Product knowledge: #7 on the list of sales killers

by | Success ideas for work and life

Poor product knowledge is number 7 on the most wanted list of sales slaughterers. There are many many ways to kill a sale and salespeople use most of them in a career. I have murdered my fair share of sales, I confess. We use silly personal quirks, the wrong words, a foolish manner, a pandering attitude, a superior tone. A whole lot of our sales-murdering behaviours erupt out of our subconscious. When I give sales people an assessment on a botched sale, they are normally horrified to think they could utter or do such wacky things.

There are 7 sales killers that out-murder all the others – and they are all controllable.

Product knowledge is one sales killer you can control

You dress nicely, you roll up to work on time, you don’t take long breaks, you keep things in place, you know how to process an order – good on you! But if your product knowledge were made of gunpowder you wouldn’t have enough to blow your hat off.
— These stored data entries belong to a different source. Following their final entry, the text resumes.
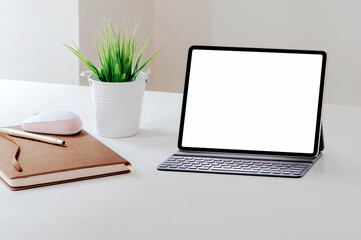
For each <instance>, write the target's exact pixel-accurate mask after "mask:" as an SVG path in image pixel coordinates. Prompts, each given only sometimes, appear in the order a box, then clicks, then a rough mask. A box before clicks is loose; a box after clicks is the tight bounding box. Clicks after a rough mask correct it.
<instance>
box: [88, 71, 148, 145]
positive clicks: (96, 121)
mask: <svg viewBox="0 0 361 240" xmlns="http://www.w3.org/2000/svg"><path fill="white" fill-rule="evenodd" d="M149 74H150V72H148V73H144V72H140V73H139V74H138V76H137V78H136V80H135V81H133V82H120V83H112V82H102V81H100V80H99V79H98V77H97V76H96V75H95V74H91V75H89V76H88V80H89V83H90V89H91V92H92V97H93V104H94V110H95V118H96V130H97V133H98V134H99V135H100V136H103V137H111V138H122V137H129V136H133V135H136V134H137V133H138V132H139V125H140V117H141V111H142V105H143V96H144V91H145V84H146V81H147V79H148V76H149Z"/></svg>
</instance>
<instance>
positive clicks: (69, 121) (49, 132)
mask: <svg viewBox="0 0 361 240" xmlns="http://www.w3.org/2000/svg"><path fill="white" fill-rule="evenodd" d="M82 126H83V123H82V121H81V120H80V118H79V116H78V115H76V114H75V113H73V112H67V111H49V112H41V113H37V114H34V115H33V116H31V117H28V118H27V119H25V121H24V122H23V124H22V127H23V129H24V130H25V131H28V132H36V133H48V134H57V135H72V134H76V133H78V132H79V131H80V130H81V129H82Z"/></svg>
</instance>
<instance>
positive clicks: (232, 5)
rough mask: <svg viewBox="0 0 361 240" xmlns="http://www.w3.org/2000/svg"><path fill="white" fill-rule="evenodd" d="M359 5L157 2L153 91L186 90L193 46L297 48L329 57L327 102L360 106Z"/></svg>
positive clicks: (350, 0) (274, 1) (297, 3)
mask: <svg viewBox="0 0 361 240" xmlns="http://www.w3.org/2000/svg"><path fill="white" fill-rule="evenodd" d="M360 9H361V1H357V0H343V1H338V0H324V1H322V0H292V1H289V0H273V1H268V0H222V1H219V0H198V1H192V0H183V1H175V0H174V1H169V0H154V24H156V25H158V28H157V32H156V35H155V38H154V48H155V49H157V48H159V47H160V46H161V45H162V44H163V43H164V42H166V41H169V44H168V46H167V47H166V49H165V50H164V52H163V53H162V54H160V56H159V57H158V58H156V59H155V61H154V67H153V69H154V75H153V81H152V82H151V83H150V85H151V89H157V90H162V91H173V92H181V91H183V83H184V75H185V64H186V55H187V49H188V47H189V46H190V45H192V44H212V45H224V46H246V47H247V46H248V47H269V48H291V49H292V48H293V49H320V50H325V51H326V52H327V53H328V69H327V79H326V92H325V95H326V99H325V100H326V103H336V104H351V105H361V31H360V27H361V26H360V23H361V14H360Z"/></svg>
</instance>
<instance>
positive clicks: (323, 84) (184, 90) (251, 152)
mask: <svg viewBox="0 0 361 240" xmlns="http://www.w3.org/2000/svg"><path fill="white" fill-rule="evenodd" d="M193 50H223V51H248V52H270V53H295V54H316V55H322V69H321V79H320V88H319V97H318V109H317V118H316V131H315V137H314V139H315V141H314V148H313V152H312V153H298V152H274V151H253V150H238V149H218V148H199V147H183V146H182V140H183V129H184V119H185V113H186V103H187V95H188V85H189V74H190V70H191V61H192V53H193ZM326 59H327V54H326V52H324V51H318V50H295V49H270V48H248V47H220V46H200V45H195V46H191V47H190V48H189V50H188V58H187V69H186V76H185V83H184V92H183V102H182V112H181V119H180V127H179V135H178V148H179V149H180V150H188V151H210V152H230V153H244V154H262V155H281V156H299V157H316V156H317V155H318V154H319V147H320V131H321V113H322V102H323V95H324V80H325V72H326Z"/></svg>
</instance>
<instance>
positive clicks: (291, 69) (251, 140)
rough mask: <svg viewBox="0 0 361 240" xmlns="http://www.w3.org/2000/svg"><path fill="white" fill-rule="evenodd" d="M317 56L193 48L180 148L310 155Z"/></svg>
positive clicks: (305, 54) (314, 133)
mask: <svg viewBox="0 0 361 240" xmlns="http://www.w3.org/2000/svg"><path fill="white" fill-rule="evenodd" d="M321 69H322V55H321V54H300V53H273V52H252V51H227V50H204V49H194V50H193V53H192V60H191V67H190V73H189V85H188V96H187V104H186V111H185V117H184V125H183V138H182V143H181V145H182V147H191V148H210V149H232V150H246V151H269V152H286V153H313V151H314V144H315V133H316V118H317V111H318V101H319V91H320V81H321Z"/></svg>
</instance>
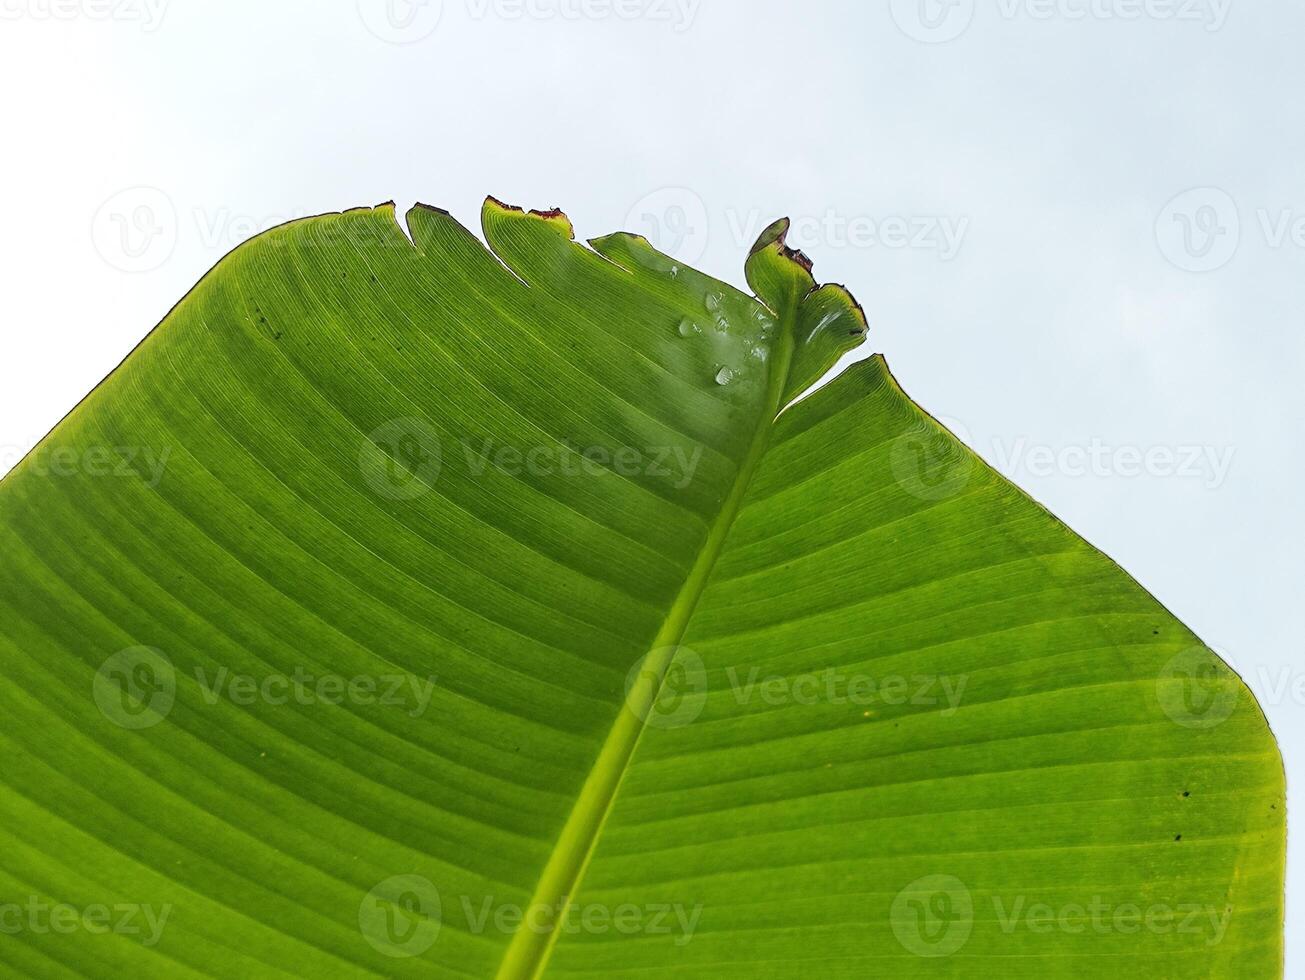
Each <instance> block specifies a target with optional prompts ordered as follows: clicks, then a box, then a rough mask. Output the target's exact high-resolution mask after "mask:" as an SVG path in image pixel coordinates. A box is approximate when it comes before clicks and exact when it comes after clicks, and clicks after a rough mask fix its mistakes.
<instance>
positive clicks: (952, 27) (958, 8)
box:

You will see this in a wide range of salespeople from PFKs in cafés (pimply faced kids) who don’t know how much sugar is in the gluten-free gateau through to the lighting salesperson who doesn’t know how the depreciation of trapped light, protective covers, inefficient ballasts, and unfavourable operating temperatures affects HID carpark lighting systems vs LED systems.

Ask the experts:

    • talk to the engineers, the cooks, the suppliers, the designers, the other users.

Read all about it:

    • read the product instructions, the fliers, the box packaging, the website write-ups.

Go out of your way:

    go to trade shows and product launches and don’t drink anything. Come away armed with know-how.

 

How you use product knowledge is the sales killer you have to control

You know I am adamant about this: Salespeople talk too much.

You know how you are.

When you know something you love to show it off. When your tap is turned on we can’t shut you down. You give us a torrent of blather whether we want it or not. This makes you tiresome, overwhelming, boring, egocentric and not persuasive at all – even though you think you are being the most persuasive expert that ever was.

    • When your prospect asks how something works they might not want to know at all.

 

    • Ask your prospect how much information they want.

 

    Do they really want the whole laboratory research or just whether it’s easy to wipe over with a damp sponge.